La rotta balcanica si è subito ridimensionata, in Grecia gli arrivi sono drasticamente calati. Ma adesso, come detto, il contesto è nuovamente in procinto di mutare: dalla Turchia si è tornati a partire ed Atene ora denuncia un possibile collasso nella gestione dell’emergenza. Del perché il flusso migratorio nel Mediterraneo orientale è tornato ad essere preoccupante possono essere messe sul piatto diverse spiegazioni. A partire dalle minacce di Erdogan nei mesi scorsi: Grecia e Turchia di recente sono ai ferri corti per il memorandum firmato da Ankara e Tripoli che ridisegnano i confini marittimi e taglia fuori Atene dalle rotte commerciali del Mediterraneo orientale. Ma già da questa estate le tensioni erano latenti per via della crisi innescata dalle pretese turche di sfruttare, per tramite della repubblica turca di Cipro, i giacimenti di idrocarburi a largo delle coste cipriote.
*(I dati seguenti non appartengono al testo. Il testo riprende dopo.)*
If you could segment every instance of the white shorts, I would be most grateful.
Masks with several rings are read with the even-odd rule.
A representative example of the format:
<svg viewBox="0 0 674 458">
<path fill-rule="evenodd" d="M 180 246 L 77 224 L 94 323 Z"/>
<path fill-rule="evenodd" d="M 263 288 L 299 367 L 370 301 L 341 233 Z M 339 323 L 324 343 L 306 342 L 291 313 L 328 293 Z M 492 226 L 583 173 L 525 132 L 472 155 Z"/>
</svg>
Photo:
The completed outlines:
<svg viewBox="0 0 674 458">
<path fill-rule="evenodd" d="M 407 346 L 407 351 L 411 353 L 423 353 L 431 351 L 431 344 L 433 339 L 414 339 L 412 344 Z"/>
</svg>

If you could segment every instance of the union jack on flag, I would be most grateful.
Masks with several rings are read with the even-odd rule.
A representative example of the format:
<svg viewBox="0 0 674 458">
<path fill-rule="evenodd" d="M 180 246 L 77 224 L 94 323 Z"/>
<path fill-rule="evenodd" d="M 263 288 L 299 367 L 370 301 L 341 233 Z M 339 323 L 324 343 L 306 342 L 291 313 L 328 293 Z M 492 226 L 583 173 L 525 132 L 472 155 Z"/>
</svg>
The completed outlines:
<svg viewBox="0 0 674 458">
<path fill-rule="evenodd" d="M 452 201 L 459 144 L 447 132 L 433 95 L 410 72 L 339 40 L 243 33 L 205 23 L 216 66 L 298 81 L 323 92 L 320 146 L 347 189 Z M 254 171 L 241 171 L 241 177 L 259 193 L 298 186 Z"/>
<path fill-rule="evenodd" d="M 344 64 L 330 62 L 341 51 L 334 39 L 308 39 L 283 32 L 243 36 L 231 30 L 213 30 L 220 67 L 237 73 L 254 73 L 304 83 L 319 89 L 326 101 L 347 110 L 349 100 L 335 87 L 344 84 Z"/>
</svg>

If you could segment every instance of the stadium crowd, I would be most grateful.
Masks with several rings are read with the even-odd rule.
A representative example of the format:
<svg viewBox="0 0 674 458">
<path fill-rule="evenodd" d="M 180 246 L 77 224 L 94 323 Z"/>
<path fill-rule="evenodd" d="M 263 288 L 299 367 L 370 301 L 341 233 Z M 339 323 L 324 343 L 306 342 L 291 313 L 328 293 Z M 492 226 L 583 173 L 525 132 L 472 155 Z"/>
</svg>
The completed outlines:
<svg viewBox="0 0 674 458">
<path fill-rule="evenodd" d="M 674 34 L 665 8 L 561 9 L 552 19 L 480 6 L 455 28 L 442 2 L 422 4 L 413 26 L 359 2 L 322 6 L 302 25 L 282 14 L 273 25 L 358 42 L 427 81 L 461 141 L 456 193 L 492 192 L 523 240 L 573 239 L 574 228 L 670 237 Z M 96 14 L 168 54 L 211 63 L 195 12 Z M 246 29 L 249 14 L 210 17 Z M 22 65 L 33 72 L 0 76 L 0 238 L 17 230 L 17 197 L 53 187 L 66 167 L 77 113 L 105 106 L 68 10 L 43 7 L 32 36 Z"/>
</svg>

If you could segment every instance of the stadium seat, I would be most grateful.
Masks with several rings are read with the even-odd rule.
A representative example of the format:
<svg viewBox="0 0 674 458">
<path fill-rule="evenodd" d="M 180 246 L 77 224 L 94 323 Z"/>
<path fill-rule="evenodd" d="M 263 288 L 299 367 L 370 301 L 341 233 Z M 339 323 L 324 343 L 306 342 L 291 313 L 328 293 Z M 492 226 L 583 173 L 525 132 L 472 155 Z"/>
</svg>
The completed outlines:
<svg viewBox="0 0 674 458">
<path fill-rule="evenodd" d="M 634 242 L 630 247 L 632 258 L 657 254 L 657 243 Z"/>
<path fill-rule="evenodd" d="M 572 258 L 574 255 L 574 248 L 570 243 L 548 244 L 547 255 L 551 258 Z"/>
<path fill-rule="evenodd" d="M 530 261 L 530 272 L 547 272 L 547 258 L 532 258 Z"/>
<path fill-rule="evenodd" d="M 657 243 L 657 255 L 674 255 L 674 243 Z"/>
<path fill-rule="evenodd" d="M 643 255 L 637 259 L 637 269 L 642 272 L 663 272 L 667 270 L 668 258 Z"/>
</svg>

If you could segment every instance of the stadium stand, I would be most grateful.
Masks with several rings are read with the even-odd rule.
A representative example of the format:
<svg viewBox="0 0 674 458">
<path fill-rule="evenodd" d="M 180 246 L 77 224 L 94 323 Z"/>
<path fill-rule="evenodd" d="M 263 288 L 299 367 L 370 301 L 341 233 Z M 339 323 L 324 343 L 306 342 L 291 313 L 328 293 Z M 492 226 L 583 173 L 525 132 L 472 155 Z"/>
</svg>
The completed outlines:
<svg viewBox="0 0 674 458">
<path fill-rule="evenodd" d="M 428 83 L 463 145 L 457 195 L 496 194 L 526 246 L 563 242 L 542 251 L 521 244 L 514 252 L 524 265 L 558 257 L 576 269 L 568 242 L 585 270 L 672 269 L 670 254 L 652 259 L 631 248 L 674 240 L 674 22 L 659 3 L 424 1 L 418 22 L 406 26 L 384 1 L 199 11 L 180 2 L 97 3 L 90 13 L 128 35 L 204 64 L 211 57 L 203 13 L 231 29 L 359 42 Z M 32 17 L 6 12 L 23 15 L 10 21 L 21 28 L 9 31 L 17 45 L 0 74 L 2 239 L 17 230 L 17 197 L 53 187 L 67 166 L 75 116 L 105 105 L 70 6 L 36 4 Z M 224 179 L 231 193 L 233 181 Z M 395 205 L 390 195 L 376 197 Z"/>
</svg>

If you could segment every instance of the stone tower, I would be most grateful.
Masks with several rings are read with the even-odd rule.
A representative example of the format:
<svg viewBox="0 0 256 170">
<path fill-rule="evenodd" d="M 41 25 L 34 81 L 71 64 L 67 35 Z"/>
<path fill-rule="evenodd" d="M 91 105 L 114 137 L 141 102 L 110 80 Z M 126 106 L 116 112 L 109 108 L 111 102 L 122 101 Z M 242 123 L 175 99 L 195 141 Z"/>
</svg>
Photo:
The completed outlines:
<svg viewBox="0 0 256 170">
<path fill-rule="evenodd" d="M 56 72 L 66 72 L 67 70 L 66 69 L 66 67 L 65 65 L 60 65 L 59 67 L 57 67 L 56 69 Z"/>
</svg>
E quando l’Ue ha imposto (modeste) sanzioni, Erdogan ha minacciato la riapertura delle rotte migratorie. 

E sembra che quelle “promesse” oggi siano state mantenute. Il governo greco ha sottolineato come, a partire dal mese di luglio, non è passato giorno senza contare almeno uno sbarco nelle isole dell’Egeo. Il premier Mitsotakis ha approvato una serie di misure volte a potenziare i controlli ed a destinare maggior personale al controllo delle frontiere ed agli uffici per le pratiche relative alle domande di diritto d’asilo. Ma oramai, secondo il governo ellenico, da sola Atene non può più andare avanti. E la situazione, anche a livello europeo, è destinata a complicarsi.